I had come for my friend, my partner at work, yet there was no sign of her waking. I sat for twenty minutes, as a witness to her treatment. Finally, she shorted abruptly and opened her eyes.

“Oh hi, Laurel.” Her voice was muffled, different from its normal clamorous ring.

“How are you?” she asked, a layer of fog clouding the rhythm of her speech. The patient asking the visitor how they are.

“Fine,” I said, and started telling her what was going on at school, not so much to entertain her, as really needing some advice on students.

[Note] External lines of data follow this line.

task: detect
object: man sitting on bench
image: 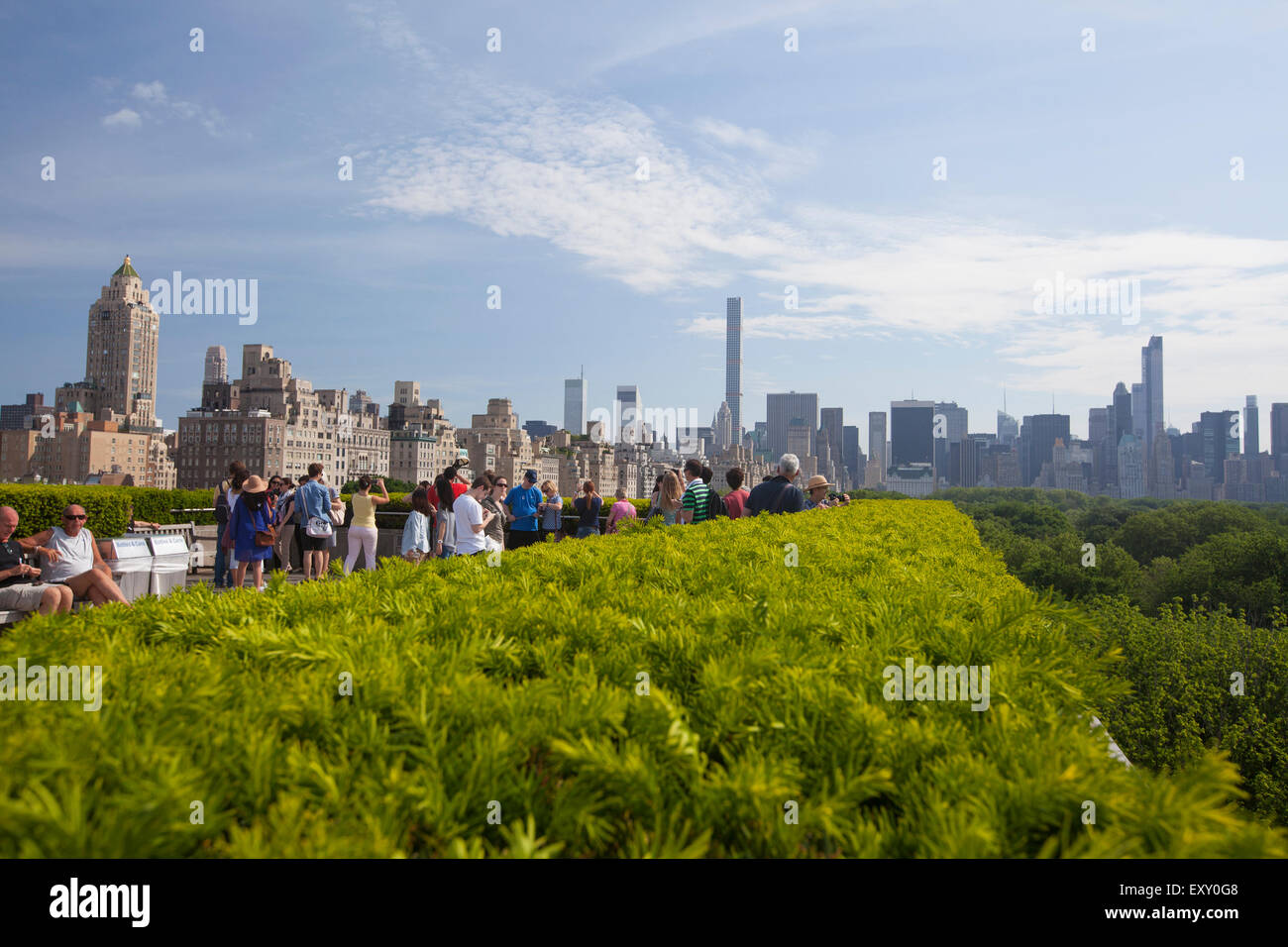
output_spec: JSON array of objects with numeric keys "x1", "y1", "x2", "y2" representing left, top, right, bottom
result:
[
  {"x1": 18, "y1": 504, "x2": 130, "y2": 605},
  {"x1": 0, "y1": 506, "x2": 73, "y2": 614}
]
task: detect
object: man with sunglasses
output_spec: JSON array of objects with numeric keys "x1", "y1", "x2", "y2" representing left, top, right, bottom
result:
[
  {"x1": 0, "y1": 506, "x2": 73, "y2": 614},
  {"x1": 18, "y1": 504, "x2": 129, "y2": 605},
  {"x1": 483, "y1": 471, "x2": 510, "y2": 553}
]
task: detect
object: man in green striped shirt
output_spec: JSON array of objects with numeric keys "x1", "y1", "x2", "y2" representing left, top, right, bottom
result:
[{"x1": 680, "y1": 460, "x2": 711, "y2": 523}]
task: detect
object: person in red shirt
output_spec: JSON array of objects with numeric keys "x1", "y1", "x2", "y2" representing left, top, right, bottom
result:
[
  {"x1": 429, "y1": 460, "x2": 471, "y2": 509},
  {"x1": 724, "y1": 467, "x2": 751, "y2": 519}
]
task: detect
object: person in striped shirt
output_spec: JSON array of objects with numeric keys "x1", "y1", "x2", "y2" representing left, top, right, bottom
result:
[{"x1": 680, "y1": 460, "x2": 711, "y2": 523}]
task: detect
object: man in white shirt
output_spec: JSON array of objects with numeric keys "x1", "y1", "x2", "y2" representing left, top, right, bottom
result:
[{"x1": 452, "y1": 476, "x2": 496, "y2": 556}]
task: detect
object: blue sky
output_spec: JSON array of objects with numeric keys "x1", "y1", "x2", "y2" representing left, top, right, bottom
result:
[{"x1": 0, "y1": 0, "x2": 1288, "y2": 451}]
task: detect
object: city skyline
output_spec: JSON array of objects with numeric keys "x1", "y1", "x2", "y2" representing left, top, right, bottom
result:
[
  {"x1": 0, "y1": 256, "x2": 1282, "y2": 466},
  {"x1": 0, "y1": 3, "x2": 1288, "y2": 446}
]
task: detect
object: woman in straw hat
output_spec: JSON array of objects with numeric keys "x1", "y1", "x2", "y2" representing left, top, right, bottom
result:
[{"x1": 228, "y1": 475, "x2": 274, "y2": 591}]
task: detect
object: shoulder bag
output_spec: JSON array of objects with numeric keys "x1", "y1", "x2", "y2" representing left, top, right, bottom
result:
[{"x1": 295, "y1": 480, "x2": 334, "y2": 540}]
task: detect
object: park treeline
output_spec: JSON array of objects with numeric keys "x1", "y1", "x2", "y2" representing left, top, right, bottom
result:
[
  {"x1": 935, "y1": 488, "x2": 1288, "y2": 824},
  {"x1": 935, "y1": 488, "x2": 1288, "y2": 627}
]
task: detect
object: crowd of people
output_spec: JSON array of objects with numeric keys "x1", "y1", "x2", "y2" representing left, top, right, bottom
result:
[
  {"x1": 206, "y1": 454, "x2": 850, "y2": 587},
  {"x1": 0, "y1": 454, "x2": 849, "y2": 614}
]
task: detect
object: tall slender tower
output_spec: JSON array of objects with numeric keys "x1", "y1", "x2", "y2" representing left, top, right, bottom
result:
[
  {"x1": 1136, "y1": 335, "x2": 1163, "y2": 460},
  {"x1": 564, "y1": 373, "x2": 587, "y2": 434},
  {"x1": 85, "y1": 257, "x2": 161, "y2": 428},
  {"x1": 202, "y1": 346, "x2": 228, "y2": 385},
  {"x1": 725, "y1": 296, "x2": 742, "y2": 443}
]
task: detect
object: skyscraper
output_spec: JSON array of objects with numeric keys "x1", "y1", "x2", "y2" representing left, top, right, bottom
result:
[
  {"x1": 1199, "y1": 411, "x2": 1239, "y2": 483},
  {"x1": 997, "y1": 411, "x2": 1020, "y2": 445},
  {"x1": 725, "y1": 296, "x2": 742, "y2": 441},
  {"x1": 1118, "y1": 434, "x2": 1145, "y2": 500},
  {"x1": 1020, "y1": 415, "x2": 1069, "y2": 487},
  {"x1": 1130, "y1": 384, "x2": 1145, "y2": 450},
  {"x1": 890, "y1": 401, "x2": 935, "y2": 467},
  {"x1": 202, "y1": 346, "x2": 228, "y2": 385},
  {"x1": 617, "y1": 385, "x2": 644, "y2": 445},
  {"x1": 67, "y1": 257, "x2": 161, "y2": 428},
  {"x1": 841, "y1": 424, "x2": 863, "y2": 487},
  {"x1": 1270, "y1": 401, "x2": 1288, "y2": 474},
  {"x1": 711, "y1": 401, "x2": 734, "y2": 454},
  {"x1": 1140, "y1": 335, "x2": 1163, "y2": 460},
  {"x1": 765, "y1": 391, "x2": 818, "y2": 458},
  {"x1": 935, "y1": 401, "x2": 969, "y2": 476},
  {"x1": 863, "y1": 411, "x2": 889, "y2": 487},
  {"x1": 564, "y1": 377, "x2": 587, "y2": 434},
  {"x1": 819, "y1": 407, "x2": 850, "y2": 467},
  {"x1": 1243, "y1": 394, "x2": 1261, "y2": 462},
  {"x1": 1113, "y1": 381, "x2": 1133, "y2": 454}
]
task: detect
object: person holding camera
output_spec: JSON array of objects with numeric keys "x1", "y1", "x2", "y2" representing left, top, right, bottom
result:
[{"x1": 344, "y1": 476, "x2": 389, "y2": 575}]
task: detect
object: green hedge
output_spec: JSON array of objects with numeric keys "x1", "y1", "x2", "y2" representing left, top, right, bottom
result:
[
  {"x1": 0, "y1": 501, "x2": 1285, "y2": 858},
  {"x1": 1081, "y1": 596, "x2": 1288, "y2": 826}
]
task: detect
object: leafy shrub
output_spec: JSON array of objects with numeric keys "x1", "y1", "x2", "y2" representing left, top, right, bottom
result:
[
  {"x1": 0, "y1": 501, "x2": 1285, "y2": 857},
  {"x1": 1066, "y1": 598, "x2": 1288, "y2": 826}
]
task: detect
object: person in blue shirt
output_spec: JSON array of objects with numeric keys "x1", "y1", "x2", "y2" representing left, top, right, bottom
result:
[
  {"x1": 505, "y1": 471, "x2": 542, "y2": 549},
  {"x1": 295, "y1": 463, "x2": 334, "y2": 582}
]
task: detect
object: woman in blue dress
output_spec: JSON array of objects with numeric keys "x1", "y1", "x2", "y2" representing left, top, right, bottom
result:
[{"x1": 228, "y1": 476, "x2": 273, "y2": 591}]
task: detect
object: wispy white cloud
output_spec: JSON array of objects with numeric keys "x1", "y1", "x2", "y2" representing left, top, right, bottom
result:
[
  {"x1": 353, "y1": 3, "x2": 1288, "y2": 417},
  {"x1": 103, "y1": 108, "x2": 143, "y2": 129},
  {"x1": 103, "y1": 78, "x2": 228, "y2": 138}
]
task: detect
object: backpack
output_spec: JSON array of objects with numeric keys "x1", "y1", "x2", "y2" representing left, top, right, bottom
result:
[
  {"x1": 215, "y1": 480, "x2": 228, "y2": 526},
  {"x1": 707, "y1": 485, "x2": 729, "y2": 519}
]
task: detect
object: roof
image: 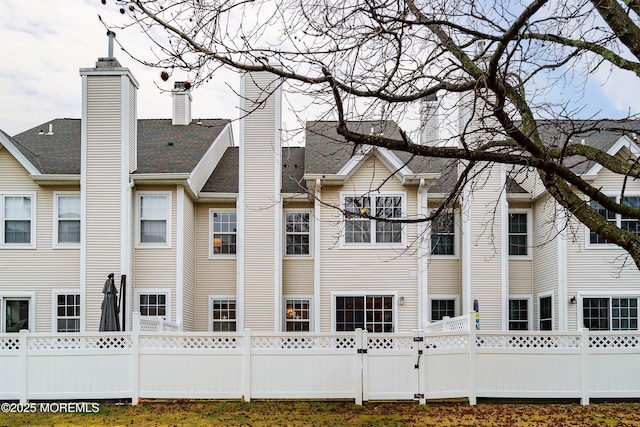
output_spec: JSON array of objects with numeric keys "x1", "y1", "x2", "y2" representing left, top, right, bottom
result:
[
  {"x1": 201, "y1": 147, "x2": 306, "y2": 193},
  {"x1": 305, "y1": 120, "x2": 451, "y2": 174},
  {"x1": 538, "y1": 120, "x2": 640, "y2": 174},
  {"x1": 11, "y1": 119, "x2": 230, "y2": 175}
]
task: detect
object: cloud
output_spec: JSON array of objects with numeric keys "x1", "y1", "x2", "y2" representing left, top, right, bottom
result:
[{"x1": 0, "y1": 0, "x2": 239, "y2": 135}]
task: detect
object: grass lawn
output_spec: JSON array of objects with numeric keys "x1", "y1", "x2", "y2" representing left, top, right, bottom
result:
[{"x1": 0, "y1": 400, "x2": 640, "y2": 427}]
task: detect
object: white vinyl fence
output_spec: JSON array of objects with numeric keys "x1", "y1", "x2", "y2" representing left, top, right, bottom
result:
[{"x1": 0, "y1": 316, "x2": 640, "y2": 404}]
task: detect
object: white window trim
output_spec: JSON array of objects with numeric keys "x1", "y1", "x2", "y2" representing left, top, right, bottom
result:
[
  {"x1": 535, "y1": 291, "x2": 556, "y2": 332},
  {"x1": 427, "y1": 209, "x2": 462, "y2": 260},
  {"x1": 207, "y1": 295, "x2": 239, "y2": 334},
  {"x1": 507, "y1": 294, "x2": 534, "y2": 332},
  {"x1": 135, "y1": 191, "x2": 173, "y2": 248},
  {"x1": 207, "y1": 208, "x2": 240, "y2": 260},
  {"x1": 51, "y1": 289, "x2": 84, "y2": 334},
  {"x1": 0, "y1": 291, "x2": 37, "y2": 334},
  {"x1": 580, "y1": 192, "x2": 640, "y2": 251},
  {"x1": 282, "y1": 208, "x2": 315, "y2": 259},
  {"x1": 133, "y1": 288, "x2": 172, "y2": 322},
  {"x1": 51, "y1": 191, "x2": 82, "y2": 249},
  {"x1": 576, "y1": 290, "x2": 640, "y2": 332},
  {"x1": 426, "y1": 294, "x2": 460, "y2": 322},
  {"x1": 0, "y1": 191, "x2": 38, "y2": 249},
  {"x1": 331, "y1": 291, "x2": 399, "y2": 333},
  {"x1": 507, "y1": 208, "x2": 533, "y2": 260},
  {"x1": 282, "y1": 295, "x2": 314, "y2": 333},
  {"x1": 340, "y1": 191, "x2": 409, "y2": 249}
]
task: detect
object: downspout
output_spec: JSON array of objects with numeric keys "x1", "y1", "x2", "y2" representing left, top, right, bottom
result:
[
  {"x1": 313, "y1": 179, "x2": 322, "y2": 332},
  {"x1": 418, "y1": 178, "x2": 431, "y2": 330},
  {"x1": 499, "y1": 165, "x2": 509, "y2": 331},
  {"x1": 556, "y1": 204, "x2": 577, "y2": 332},
  {"x1": 176, "y1": 186, "x2": 184, "y2": 330},
  {"x1": 460, "y1": 169, "x2": 472, "y2": 314}
]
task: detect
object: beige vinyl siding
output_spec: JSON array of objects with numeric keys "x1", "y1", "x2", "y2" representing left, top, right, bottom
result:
[
  {"x1": 0, "y1": 152, "x2": 80, "y2": 332},
  {"x1": 320, "y1": 157, "x2": 418, "y2": 331},
  {"x1": 134, "y1": 186, "x2": 178, "y2": 321},
  {"x1": 463, "y1": 165, "x2": 503, "y2": 330},
  {"x1": 509, "y1": 259, "x2": 533, "y2": 295},
  {"x1": 532, "y1": 195, "x2": 564, "y2": 330},
  {"x1": 282, "y1": 201, "x2": 314, "y2": 295},
  {"x1": 239, "y1": 73, "x2": 282, "y2": 330},
  {"x1": 195, "y1": 203, "x2": 237, "y2": 331},
  {"x1": 427, "y1": 258, "x2": 462, "y2": 296},
  {"x1": 567, "y1": 170, "x2": 640, "y2": 330},
  {"x1": 182, "y1": 194, "x2": 196, "y2": 331},
  {"x1": 282, "y1": 257, "x2": 314, "y2": 295},
  {"x1": 85, "y1": 76, "x2": 128, "y2": 332}
]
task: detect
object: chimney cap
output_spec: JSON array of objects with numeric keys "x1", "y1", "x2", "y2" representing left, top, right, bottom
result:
[{"x1": 173, "y1": 81, "x2": 191, "y2": 90}]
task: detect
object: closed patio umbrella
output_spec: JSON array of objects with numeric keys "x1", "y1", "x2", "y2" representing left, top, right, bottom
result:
[{"x1": 99, "y1": 273, "x2": 120, "y2": 332}]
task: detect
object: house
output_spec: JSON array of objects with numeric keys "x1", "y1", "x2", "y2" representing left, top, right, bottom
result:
[{"x1": 0, "y1": 51, "x2": 640, "y2": 333}]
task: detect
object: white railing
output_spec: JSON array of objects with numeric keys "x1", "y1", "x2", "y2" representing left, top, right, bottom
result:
[
  {"x1": 0, "y1": 316, "x2": 640, "y2": 410},
  {"x1": 425, "y1": 314, "x2": 469, "y2": 332},
  {"x1": 139, "y1": 317, "x2": 180, "y2": 332}
]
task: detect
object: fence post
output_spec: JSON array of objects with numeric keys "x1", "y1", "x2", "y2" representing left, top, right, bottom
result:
[
  {"x1": 242, "y1": 329, "x2": 251, "y2": 402},
  {"x1": 580, "y1": 328, "x2": 589, "y2": 406},
  {"x1": 19, "y1": 329, "x2": 29, "y2": 405},
  {"x1": 442, "y1": 316, "x2": 451, "y2": 332},
  {"x1": 353, "y1": 329, "x2": 367, "y2": 405},
  {"x1": 131, "y1": 311, "x2": 140, "y2": 406},
  {"x1": 468, "y1": 316, "x2": 478, "y2": 405}
]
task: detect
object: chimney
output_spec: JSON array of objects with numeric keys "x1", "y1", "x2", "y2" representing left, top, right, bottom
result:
[
  {"x1": 171, "y1": 82, "x2": 191, "y2": 125},
  {"x1": 420, "y1": 94, "x2": 440, "y2": 145}
]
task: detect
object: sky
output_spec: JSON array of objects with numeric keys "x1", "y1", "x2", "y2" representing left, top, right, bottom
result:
[
  {"x1": 0, "y1": 0, "x2": 240, "y2": 135},
  {"x1": 0, "y1": 0, "x2": 640, "y2": 137}
]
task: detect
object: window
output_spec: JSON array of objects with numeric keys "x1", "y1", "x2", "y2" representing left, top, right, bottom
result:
[
  {"x1": 431, "y1": 299, "x2": 456, "y2": 322},
  {"x1": 285, "y1": 212, "x2": 310, "y2": 255},
  {"x1": 55, "y1": 194, "x2": 80, "y2": 245},
  {"x1": 509, "y1": 299, "x2": 529, "y2": 331},
  {"x1": 589, "y1": 197, "x2": 640, "y2": 244},
  {"x1": 0, "y1": 194, "x2": 35, "y2": 246},
  {"x1": 284, "y1": 298, "x2": 311, "y2": 332},
  {"x1": 210, "y1": 211, "x2": 237, "y2": 256},
  {"x1": 344, "y1": 195, "x2": 403, "y2": 244},
  {"x1": 509, "y1": 213, "x2": 528, "y2": 256},
  {"x1": 138, "y1": 194, "x2": 171, "y2": 247},
  {"x1": 431, "y1": 212, "x2": 456, "y2": 255},
  {"x1": 136, "y1": 290, "x2": 171, "y2": 321},
  {"x1": 335, "y1": 295, "x2": 393, "y2": 332},
  {"x1": 582, "y1": 297, "x2": 638, "y2": 331},
  {"x1": 538, "y1": 296, "x2": 553, "y2": 331},
  {"x1": 54, "y1": 293, "x2": 80, "y2": 332},
  {"x1": 620, "y1": 197, "x2": 640, "y2": 236},
  {"x1": 1, "y1": 297, "x2": 34, "y2": 332},
  {"x1": 209, "y1": 297, "x2": 236, "y2": 332}
]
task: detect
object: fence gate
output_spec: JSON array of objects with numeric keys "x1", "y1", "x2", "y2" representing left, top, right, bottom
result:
[{"x1": 358, "y1": 331, "x2": 425, "y2": 401}]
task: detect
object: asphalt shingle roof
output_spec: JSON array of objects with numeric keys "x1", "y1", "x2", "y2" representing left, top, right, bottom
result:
[
  {"x1": 202, "y1": 147, "x2": 306, "y2": 193},
  {"x1": 305, "y1": 120, "x2": 451, "y2": 174}
]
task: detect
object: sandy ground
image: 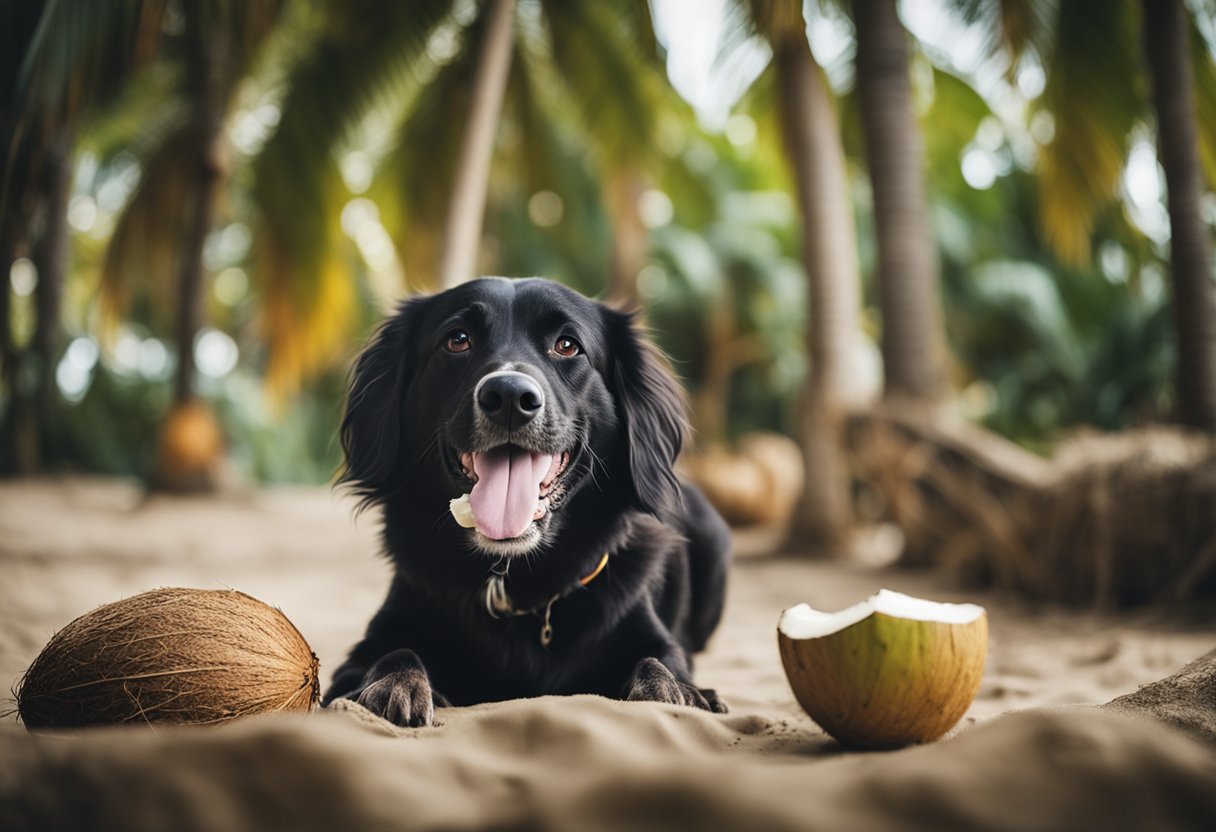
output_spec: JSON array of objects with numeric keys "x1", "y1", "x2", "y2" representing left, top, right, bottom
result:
[{"x1": 0, "y1": 478, "x2": 1216, "y2": 730}]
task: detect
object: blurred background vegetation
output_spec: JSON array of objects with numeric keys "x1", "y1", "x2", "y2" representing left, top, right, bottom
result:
[{"x1": 0, "y1": 0, "x2": 1216, "y2": 506}]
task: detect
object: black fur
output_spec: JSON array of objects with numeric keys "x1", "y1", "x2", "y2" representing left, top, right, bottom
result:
[{"x1": 325, "y1": 279, "x2": 728, "y2": 725}]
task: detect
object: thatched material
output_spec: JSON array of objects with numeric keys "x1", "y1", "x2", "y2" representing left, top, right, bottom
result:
[
  {"x1": 850, "y1": 410, "x2": 1216, "y2": 607},
  {"x1": 17, "y1": 589, "x2": 320, "y2": 729}
]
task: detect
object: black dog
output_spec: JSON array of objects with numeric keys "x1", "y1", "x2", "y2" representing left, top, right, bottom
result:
[{"x1": 325, "y1": 279, "x2": 728, "y2": 725}]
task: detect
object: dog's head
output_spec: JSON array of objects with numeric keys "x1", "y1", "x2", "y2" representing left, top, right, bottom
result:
[{"x1": 342, "y1": 279, "x2": 687, "y2": 555}]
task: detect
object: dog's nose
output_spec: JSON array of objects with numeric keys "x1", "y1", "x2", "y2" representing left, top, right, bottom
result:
[{"x1": 477, "y1": 372, "x2": 545, "y2": 431}]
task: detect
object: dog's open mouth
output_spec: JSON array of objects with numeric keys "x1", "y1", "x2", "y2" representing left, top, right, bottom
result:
[{"x1": 452, "y1": 444, "x2": 570, "y2": 540}]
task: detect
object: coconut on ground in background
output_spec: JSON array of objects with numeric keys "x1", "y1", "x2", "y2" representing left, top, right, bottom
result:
[{"x1": 152, "y1": 399, "x2": 225, "y2": 491}]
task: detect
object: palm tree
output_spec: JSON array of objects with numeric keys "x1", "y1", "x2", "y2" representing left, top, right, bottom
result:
[
  {"x1": 439, "y1": 0, "x2": 516, "y2": 288},
  {"x1": 1142, "y1": 0, "x2": 1216, "y2": 433},
  {"x1": 747, "y1": 0, "x2": 861, "y2": 552},
  {"x1": 0, "y1": 0, "x2": 164, "y2": 472},
  {"x1": 253, "y1": 0, "x2": 692, "y2": 389},
  {"x1": 852, "y1": 0, "x2": 945, "y2": 400},
  {"x1": 953, "y1": 0, "x2": 1216, "y2": 431},
  {"x1": 101, "y1": 0, "x2": 281, "y2": 405}
]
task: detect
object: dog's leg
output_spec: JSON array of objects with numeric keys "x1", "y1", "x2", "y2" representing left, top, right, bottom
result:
[
  {"x1": 339, "y1": 650, "x2": 447, "y2": 727},
  {"x1": 681, "y1": 483, "x2": 731, "y2": 653},
  {"x1": 623, "y1": 603, "x2": 727, "y2": 714},
  {"x1": 625, "y1": 658, "x2": 727, "y2": 714}
]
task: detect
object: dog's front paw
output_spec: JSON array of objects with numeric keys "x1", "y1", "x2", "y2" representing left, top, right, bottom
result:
[
  {"x1": 350, "y1": 650, "x2": 441, "y2": 727},
  {"x1": 625, "y1": 658, "x2": 726, "y2": 714}
]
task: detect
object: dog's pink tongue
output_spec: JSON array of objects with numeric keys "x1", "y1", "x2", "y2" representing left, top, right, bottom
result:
[{"x1": 468, "y1": 445, "x2": 553, "y2": 540}]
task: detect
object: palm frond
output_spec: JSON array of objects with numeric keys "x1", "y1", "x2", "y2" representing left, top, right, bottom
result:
[
  {"x1": 1038, "y1": 0, "x2": 1144, "y2": 265},
  {"x1": 946, "y1": 0, "x2": 1059, "y2": 72},
  {"x1": 253, "y1": 0, "x2": 452, "y2": 392},
  {"x1": 370, "y1": 18, "x2": 481, "y2": 287},
  {"x1": 1190, "y1": 17, "x2": 1216, "y2": 189},
  {"x1": 98, "y1": 117, "x2": 201, "y2": 328},
  {"x1": 17, "y1": 0, "x2": 167, "y2": 124},
  {"x1": 545, "y1": 0, "x2": 664, "y2": 167}
]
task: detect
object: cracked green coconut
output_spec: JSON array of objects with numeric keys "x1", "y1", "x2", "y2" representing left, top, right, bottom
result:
[{"x1": 777, "y1": 590, "x2": 987, "y2": 748}]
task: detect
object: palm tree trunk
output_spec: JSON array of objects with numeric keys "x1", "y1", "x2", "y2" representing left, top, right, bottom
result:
[
  {"x1": 1143, "y1": 0, "x2": 1216, "y2": 433},
  {"x1": 173, "y1": 127, "x2": 224, "y2": 404},
  {"x1": 24, "y1": 130, "x2": 72, "y2": 473},
  {"x1": 604, "y1": 169, "x2": 647, "y2": 308},
  {"x1": 852, "y1": 0, "x2": 944, "y2": 400},
  {"x1": 173, "y1": 4, "x2": 231, "y2": 404},
  {"x1": 773, "y1": 30, "x2": 860, "y2": 552},
  {"x1": 439, "y1": 0, "x2": 516, "y2": 288}
]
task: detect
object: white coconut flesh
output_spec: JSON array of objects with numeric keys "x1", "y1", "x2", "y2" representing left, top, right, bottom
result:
[{"x1": 777, "y1": 590, "x2": 984, "y2": 639}]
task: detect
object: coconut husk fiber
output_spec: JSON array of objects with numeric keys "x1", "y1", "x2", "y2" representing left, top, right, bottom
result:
[
  {"x1": 16, "y1": 589, "x2": 320, "y2": 729},
  {"x1": 850, "y1": 410, "x2": 1216, "y2": 607}
]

Then her eyes closed again.

She was the only one who would understand, and she wasn’t awake to hear it. In the year and a half we had worked in the program together, I had the benefit of her counseling expertise on how to handle students’ needs. I was without her at school, my support, her absence showing how valuable our weekly meetings had been, even when she went off on tangents, telling me stories where she always learned something. As I sat there watching her sleep, I remembered one story which involved how she was in a colleague’s office on campus. A former student of hers who had done work study for her was now doing work study for this person. Without thinking, she asked the student to get her a cup of coffee. Her colleague reprimanded her. “I learned something new,” she had told me, her voice a ringing bell, speaking to overstepping her bounds, navigating situations.

Now she was taken to and from the hospital by different people because her friend Ana was away, unavailable. Ana had stayed with her at home for over a month of the beginning of the treatment, while her husband did nothing for her.




Months later, after her final chemo, after celebrating with a vacation to New Orleans with Ana, and taking a few Southern California trips to visit her son and others, she left three phone messages.

I knew. It had returned.

When I called her back, she was in bed, in the middle of a Sunday afternoon. It was not like her to be in bed during the day, ever.

“They found cancer cells in my blood test. They need to do a CT scan,” she said, slurring her words.

“I need to put my affairs in order. I’m getting rid of papers in the garage, so when I die, others don’t have to worry about it,” she said.

The words bristled. How could she talk this way? She was looking at the gallows, yet it was hard to hear.

In the wake of her treatment, when we thought it was over and done with, our lunch get togethers in the past few months had been easy social events. Partly talk of school, partly getting to know each other more, we existed together. And now, with the new diagnosis, she was getting ready to die, making her belongings less.

She also did not want to put anything off, including her new plans for work and other interesting endeavors, including working at a college or high school. How could she both live and die? I wondered. She is one of the most energetic people I know, regardless of the cancer.

There are two truths. The external truth: she drove me crazy working with her. The emotional truth: I have grown to appreciate her strengths. She hasn’t changed at all—it’s me who has changed. I don’t want to let go of her. She has taught me how to love and forgive. I want to hold her and keep her here.